There’s just one problem: stray signals. Should the repeater repeat just any old radio signal it hears, including noise? Sure, a lot of noise can be filtered out with “squelch” settings, but a sufficiently strong signal (because it’s either close to the repeater or far away and strong) will still make it through and “open up” the repeater.

So what’s the parallel? How many times have you lowered your voice while saying a known wake word so as to avoid invoking the AI you know is nearby? Maybe you’ve used the cover of background noise, hoping it couldn’t hear you. Maybe you tried saying it funny.
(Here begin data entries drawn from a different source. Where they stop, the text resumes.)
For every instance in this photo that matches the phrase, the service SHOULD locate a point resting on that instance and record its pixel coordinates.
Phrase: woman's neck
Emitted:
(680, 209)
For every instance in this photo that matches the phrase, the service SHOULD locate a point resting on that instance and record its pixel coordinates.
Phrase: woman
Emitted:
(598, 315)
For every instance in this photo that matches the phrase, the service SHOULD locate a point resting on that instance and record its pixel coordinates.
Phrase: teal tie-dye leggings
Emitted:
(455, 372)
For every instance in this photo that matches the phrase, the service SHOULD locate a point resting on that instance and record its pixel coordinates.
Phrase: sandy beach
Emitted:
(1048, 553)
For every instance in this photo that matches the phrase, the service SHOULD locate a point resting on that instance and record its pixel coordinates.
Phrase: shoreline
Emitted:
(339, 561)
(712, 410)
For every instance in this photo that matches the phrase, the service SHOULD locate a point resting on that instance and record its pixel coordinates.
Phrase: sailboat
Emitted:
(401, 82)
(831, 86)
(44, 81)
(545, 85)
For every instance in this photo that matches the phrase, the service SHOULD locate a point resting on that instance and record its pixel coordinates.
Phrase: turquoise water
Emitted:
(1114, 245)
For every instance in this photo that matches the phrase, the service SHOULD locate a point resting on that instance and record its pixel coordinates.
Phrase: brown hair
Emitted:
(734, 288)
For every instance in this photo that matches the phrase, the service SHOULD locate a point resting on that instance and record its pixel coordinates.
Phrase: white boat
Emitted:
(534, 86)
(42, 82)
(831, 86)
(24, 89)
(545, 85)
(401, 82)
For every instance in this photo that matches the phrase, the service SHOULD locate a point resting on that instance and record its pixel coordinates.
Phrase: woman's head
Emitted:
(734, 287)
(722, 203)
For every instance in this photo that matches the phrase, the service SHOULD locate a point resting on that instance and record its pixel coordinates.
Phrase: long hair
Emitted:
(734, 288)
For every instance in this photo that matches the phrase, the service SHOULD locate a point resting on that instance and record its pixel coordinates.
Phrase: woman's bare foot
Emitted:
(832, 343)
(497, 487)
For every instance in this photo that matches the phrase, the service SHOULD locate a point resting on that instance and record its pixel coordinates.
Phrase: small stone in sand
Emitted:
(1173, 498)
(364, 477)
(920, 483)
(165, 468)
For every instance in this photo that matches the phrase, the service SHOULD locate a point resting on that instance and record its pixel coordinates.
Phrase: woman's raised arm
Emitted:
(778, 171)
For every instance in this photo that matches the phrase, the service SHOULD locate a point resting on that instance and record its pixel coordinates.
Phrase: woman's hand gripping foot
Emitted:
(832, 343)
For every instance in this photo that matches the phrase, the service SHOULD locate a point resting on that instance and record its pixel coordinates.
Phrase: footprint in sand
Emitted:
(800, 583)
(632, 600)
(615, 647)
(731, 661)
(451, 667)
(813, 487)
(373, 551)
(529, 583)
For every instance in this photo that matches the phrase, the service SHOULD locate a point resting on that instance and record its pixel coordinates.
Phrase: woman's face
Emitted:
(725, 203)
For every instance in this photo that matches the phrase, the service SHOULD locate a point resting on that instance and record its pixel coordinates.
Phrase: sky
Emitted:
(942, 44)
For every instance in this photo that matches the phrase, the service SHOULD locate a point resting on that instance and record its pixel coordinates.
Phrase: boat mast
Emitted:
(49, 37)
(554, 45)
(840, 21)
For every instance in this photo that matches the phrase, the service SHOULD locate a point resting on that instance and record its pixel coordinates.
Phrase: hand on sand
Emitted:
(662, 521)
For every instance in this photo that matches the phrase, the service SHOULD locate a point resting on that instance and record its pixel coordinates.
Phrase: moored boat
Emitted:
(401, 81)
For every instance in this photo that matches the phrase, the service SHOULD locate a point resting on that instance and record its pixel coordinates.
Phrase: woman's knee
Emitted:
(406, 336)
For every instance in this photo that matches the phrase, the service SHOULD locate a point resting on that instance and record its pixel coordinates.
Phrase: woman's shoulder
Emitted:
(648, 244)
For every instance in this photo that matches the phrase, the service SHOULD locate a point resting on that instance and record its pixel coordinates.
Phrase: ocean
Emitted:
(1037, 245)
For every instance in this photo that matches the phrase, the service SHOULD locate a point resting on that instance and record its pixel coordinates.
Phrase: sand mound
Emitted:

Regardless, you tried masking your “noise” that you didn’t want the AI to recognize as a “valid signal”. Sound familiar?

The Solution

Amateur radio’s got’chu, fam! This was solved long ago using sub-audible tones. They’re like telephone touchtones (“DTMF”) humans can’t hear because they’re outside our perceptible audio range.

Most repeaters require an “access tone” to cause the repeater to re-transmit what it hears on its input frequency. The inaudible tone is mixed in with the user’s transmission and, as long as the tone is present, the repeater will re-transmit (repeat) on its output frequency the signal it hears on its input frequency. Users must know the repeater’s access tone and program their radio to mix it in with their transmission. The access tone might be 100MHz or 88.5Mhz or any of a number of other common (or uncommon) tones. You can’t hear it, but the repeater can. It’s just a constant sine wave at the specified frequency.

Such tones are used for receiving as well. For example, a police and emergency scanner (a receive-only radio) will stay quiet until it hears a valid signal on one of its monitored channels. This is useful since there is always background noise at any radio frequency, you’d hear nothing but static until a signal came through. You can adjust for the (always changing) noise floor using a squelch knob but that’s not so convenient. Using a “squelch tone”, you can “open up” the receiver only if the signal it’s hearing is accompanied by a constant sub-audible tone at an agreed-upon frequency. But that’s kind of the opposite of what I’m proposing.

I’m proposing a “suppression tone”. That is, a universal standard sub-audible frequency all AIs use that will cause them to ignore their wake words if present. Let’s say 100MHz. If any AI hears their wake word in the presence of a constant 100MHz tone (which we can’t hear but speakers can easily reproduce), it should ignore its wake word.

This would allow any commercial, movie, television show, etc. to mask their use of a wake word without pissing off their AI-owning viewers. Obviously there should be guidelines. They should only emit the tone while the wake words are being uttered. To do otherwise would render AIs useless as long as the content is playing.

This brings me to my final point.


Like those TV zapper devices that let bar patrons turn off annoying TVs by sending every known “TV off” infrared code, this could be easily abused by assholes. The FCC already has hefty fines for cell phone signal jammers so the same thing should exist for AI suppression tones. Otherwise a simple app for iOS, Android, etc. could easily emit this tone and annoy anyone gleefully shouting “Okay Google!” This may or may not be desirable but it’s certainly an asshole thing to do.

Conclusion / TL;DR

If we standardize on an inaudible (and so, unobtrusive) suppression tone and require its use in any content that uses known wake words, we can mitigate one of the biggest complaints about - and the potential abuse of - the ongoing proliferation of suggestible AI devices.